Darüber hinaus wird es eine Senkung des bürokratischen Aufwandes geben. Das nützt natürlich allen Beteiligten im Gesundheitswesen. Abrechnungsverfahren und Prüfverfahren sollen vereinfacht werden, Kontrollen sollen eingeschränkt werden. Ich glaube, das ist bei Sicherung der Qualität auch ein wichtiger Aspekt.

Frau Penndorf, Sie haben es angedeutet: Der Bundesrat hat in der Tat einen ganzen Katalog von Änderungen beschlossen, insgesamt sind es 104. Das war ein erheb

liches Arbeitspensum. Ich möchte drei Änderungen davon nennen, die uns, der Landesregierung, besonders wichtig waren.

Ein Punkt betrifft die vorgeschlagenen pauschalen Kürzungen bei den Fahrtkosten im Rettungsdienst um 3 %. Dies hat der Bundesrat abgelehnt. Derzeit gibt es ernsthafte Signale dafür, dass diese Ablehnung auch akzeptiert wird. Diese dreiprozentige Kürzung bei den Fahrtkosten im Rettungsdienst wird also vom Tisch sein. In diesem Punkt hat sich der Bundesrat durchgesetzt. Das finde ich auch richtig, gerade angesichts der Veränderung des Rettungsdienstgesetzes in unserem Land hinsichtlich der Verhandlungslösung.

Der zweite Punkt, der für uns im Bundesrat wichtig war, war der Krankenhaussanierungsbeitrag, die 500 Millionen €, die in diesem Bereich eingespart werden sollten. Eine differenzierte Betrachtungsweise war leider nicht durchsetzbar. Man hätte durchaus noch spezifischere Regelungen finden können.

Wir haben uns im Bundesrat für die gänzliche Streichung dieses Vorschlags eingesetzt. Derzeit wird noch beraten, wie eine Kompromisslösung in diesem Bereich aussehen kann. Aber wir sind optimistisch, dass wir mit der zu erzielenden Lösung mit den Krankenhäusern in unserem Land auch wirklich leben können.

Der dritte Punkt ist die vertragsärztliche Vergütung. Wir haben im Landtag schon mehrfach über die Frage der Sicherstellung im ambulanten medizinischen Bereich diskutiert. In diesem Bereich spielt natürlich auch die ärztliche Vergütung eine Rolle.
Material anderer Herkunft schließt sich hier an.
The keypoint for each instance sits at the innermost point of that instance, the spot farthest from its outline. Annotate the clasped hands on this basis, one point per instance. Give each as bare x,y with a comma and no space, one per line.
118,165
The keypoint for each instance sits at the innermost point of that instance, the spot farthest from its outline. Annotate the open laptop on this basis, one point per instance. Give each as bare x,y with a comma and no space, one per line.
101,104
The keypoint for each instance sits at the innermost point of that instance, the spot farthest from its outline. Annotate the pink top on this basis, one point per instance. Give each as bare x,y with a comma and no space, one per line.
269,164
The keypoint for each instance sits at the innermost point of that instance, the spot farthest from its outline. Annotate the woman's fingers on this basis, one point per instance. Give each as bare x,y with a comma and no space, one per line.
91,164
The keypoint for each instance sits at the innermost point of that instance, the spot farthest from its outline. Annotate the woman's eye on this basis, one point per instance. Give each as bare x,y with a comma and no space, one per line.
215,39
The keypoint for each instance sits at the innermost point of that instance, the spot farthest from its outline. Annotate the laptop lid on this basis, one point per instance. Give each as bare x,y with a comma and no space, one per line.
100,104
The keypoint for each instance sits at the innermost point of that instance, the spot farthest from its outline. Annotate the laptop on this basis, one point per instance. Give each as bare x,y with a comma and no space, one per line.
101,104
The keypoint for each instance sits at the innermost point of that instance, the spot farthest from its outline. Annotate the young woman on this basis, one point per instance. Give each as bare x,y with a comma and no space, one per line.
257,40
Sie ist e i n Baustein.

Wir unterstützten deshalb nachdrücklich den Ansatz im Gesetzentwurf, dass eine Euro-Preisfinanzierung eingeführt werden soll. Wir wollen aber bis zur Einführung des Fonds eine Angleichung der Vergütung der vertragsärztlichen Versorgung Ost an den Durchschnitt West erreichen.

Wir haben zusammen mit Thüringen einen Stufenvorschlag eingebracht. Diesem hat der Bundesrat zugestimmt. Darüber gibt es derzeit noch Diskussionen. Wahrscheinlich wird in einer modifizierten Art und Weise zumindest dem inhaltlichen Anspruch der ostdeutschen Bundesländer Rechnung getragen werden.
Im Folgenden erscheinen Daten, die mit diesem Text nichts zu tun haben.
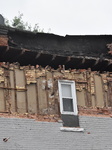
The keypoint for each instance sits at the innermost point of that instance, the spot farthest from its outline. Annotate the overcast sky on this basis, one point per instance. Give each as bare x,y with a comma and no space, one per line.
73,17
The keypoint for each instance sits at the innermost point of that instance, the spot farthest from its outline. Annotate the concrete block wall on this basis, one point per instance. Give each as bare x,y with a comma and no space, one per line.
28,134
Ich will am Ende noch darauf hinweisen, dass uns in der vergangenen Woche der Vorschlag aus Bayern, die Konvergenzklausel maßgeblich zu verändern, außerordentlich beunruhigt hat, weil die Verwirklichung der bayerischen Vorschläge eine massive Beschneidung der Finanzströme aus dem Gesundheitsfonds heraus in Richtung ostdeutsche Länder bedeutet hätte. Wir wären die Leidtragenden par excellence des bayerischen Vorschlages geworden. Das darf so nicht kommen und das wird auch nicht so kommen. Dafür gibt es eindeutige Signale.